You know that’s all disgustingly racist, right? While there are people in the world with those beliefs, I can’t imagine anyone in my own life who would agree with them. Again, friends, I’m choosing to believe in your good hearts! I’m sure you don’t think that White Americans are inherently better at making life choices than Black Americans.
So option two: external forces. Maybe there are factors in our environment that make success more attainable for White Americans than Black Americans. Maybe our history, maybe our laws, maybe our traditions, maybe our biases… But maybe something in the world around us is giving White Americans a boost and holding Black Americans back. Maybe as White Americans who are no better, smarter, or stronger than Black Americans, the deck is somehow stacked in our favor.
That isn’t so hard to swallow, is it? I mean, at the very least, you know that America has some ugly and undeniable racism in its past at massive scales. I’ve never met a person who would deny that. It isn’t a huge leap–is it?–to then assume that history has some lingering effects.
Doesn’t your good heart tell you that it makes more sense to blame racial inequality on external than internal factors?
That’s white privilege!
That’s all it is!
Recognizing white privilege is basically just acknowledging that something in our environment creates more successful outcomes for more White Americans than Black Americans.
Having white privilege doesn’t mean that my life is easy! (My life is actually really hard in a lot of ways.) Just like everyone else, I’m a complex equation with more privilege in some areas, and less privilege in others. I’ve made some good choices and some bad ones. I’ve had some good luck and some bad luck. My white privilege doesn’t guarantee me an easy or successful life. There are too many other factors for that. But race is one of the factors.
It’s not my fault that I was born with white privilege. I didn’t create this society, and it’s not my fault that it privileges White Americans over Black Americans. It’s not your fault either. If it makes you feel guilty to think about white privilege, that’s fine and natural, but it’s not the point. I’ve heard so many white people claim, “You just want me to feel guilty!” Frankly, nobody really cares what you feel. Feel guilty, or don’t, that’s for you to work through. I definitely experience some white guilt at times, but that’s not useful or helpful.
You know those people who make a really big show about telling the world they know they have white privilege? You think those people are annoying, right? Well, guess what–they are! I agree with you. It’s an obnoxious behavior.
We don’t talk about white privilege to make people feel ashamed. And we don’t talk about white privilege to virtue signal our enlightenment.
We should talk about white privilege because it’s our responsibility to do something about it.
Our good hearts don’t want to live in a world where white privilege exists, right? We all want to live in a world of equal opportunity, yes? It’s wildly unfair that a person’s race has any power to influence their life. You know it’s unfair. That’s why the term “white privilege” was so troubling to you in the first place. The thought of injustice makes you uncomfortable, and it should! But not thinking or talking about it won’t make it go away. We have to accept the discomfort and figure out what role we can play in dismantling white privilege. We need to spread the privilege around, so White Americans no longer have more than our share.
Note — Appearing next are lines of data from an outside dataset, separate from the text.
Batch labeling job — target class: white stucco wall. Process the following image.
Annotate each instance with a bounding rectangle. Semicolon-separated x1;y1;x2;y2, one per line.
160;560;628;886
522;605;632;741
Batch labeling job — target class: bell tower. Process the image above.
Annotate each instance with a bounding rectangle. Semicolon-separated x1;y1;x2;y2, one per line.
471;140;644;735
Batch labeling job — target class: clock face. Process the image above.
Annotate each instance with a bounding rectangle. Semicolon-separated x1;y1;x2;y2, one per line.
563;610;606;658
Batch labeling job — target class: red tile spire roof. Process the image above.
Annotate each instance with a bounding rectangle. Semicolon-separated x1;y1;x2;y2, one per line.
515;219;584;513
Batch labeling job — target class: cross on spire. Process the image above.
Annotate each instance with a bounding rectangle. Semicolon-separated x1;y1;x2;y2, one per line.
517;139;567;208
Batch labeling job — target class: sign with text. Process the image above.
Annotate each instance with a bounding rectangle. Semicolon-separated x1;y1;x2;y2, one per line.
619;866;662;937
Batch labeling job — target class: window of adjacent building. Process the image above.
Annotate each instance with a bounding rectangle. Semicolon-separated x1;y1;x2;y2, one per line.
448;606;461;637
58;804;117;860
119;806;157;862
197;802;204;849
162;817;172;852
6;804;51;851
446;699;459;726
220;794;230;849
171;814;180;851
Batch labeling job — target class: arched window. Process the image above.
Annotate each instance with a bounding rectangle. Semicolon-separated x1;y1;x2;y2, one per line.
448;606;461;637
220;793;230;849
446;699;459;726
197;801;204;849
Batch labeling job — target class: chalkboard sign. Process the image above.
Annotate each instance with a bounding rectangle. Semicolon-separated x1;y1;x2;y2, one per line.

If your next question is, So what can I do? How do I help dismantle white privilege?, then I appreciate your good intentions, and I’m going to ask you to set those questions aside, just for a while.
If I’ve done my job in this piece, then I may have persuaded you that white privilege exists. I’ve hopefully opened your mind to the idea that external factors in our environment influence American lives differently depending on race. But I haven’t explained what those factors are! I haven’t described what that privilege looks like!
And I’m not going to. This is where I’m going to invite you to do your own homework. I’m super willing to have follow-up conversations, but please don’t ask me to teach you Racism 101. And absolutely do not ask your Black friend to teach you Racism 101!! This little chat we’ve had here in this blog post? This isn’t 101. This is more like the prerequisite seminar, preparing you for 101.
Put in some work now, and find out what white privilege looks like. Find out what “systemic racism” is referring to. Find out what “implicit bias” is all about, where it comes from, how it manifests. I guarantee you that any education you received in school about America’s history with racism and segregation was extremely incomplete, so find out more about our history. Find out how it influences our present.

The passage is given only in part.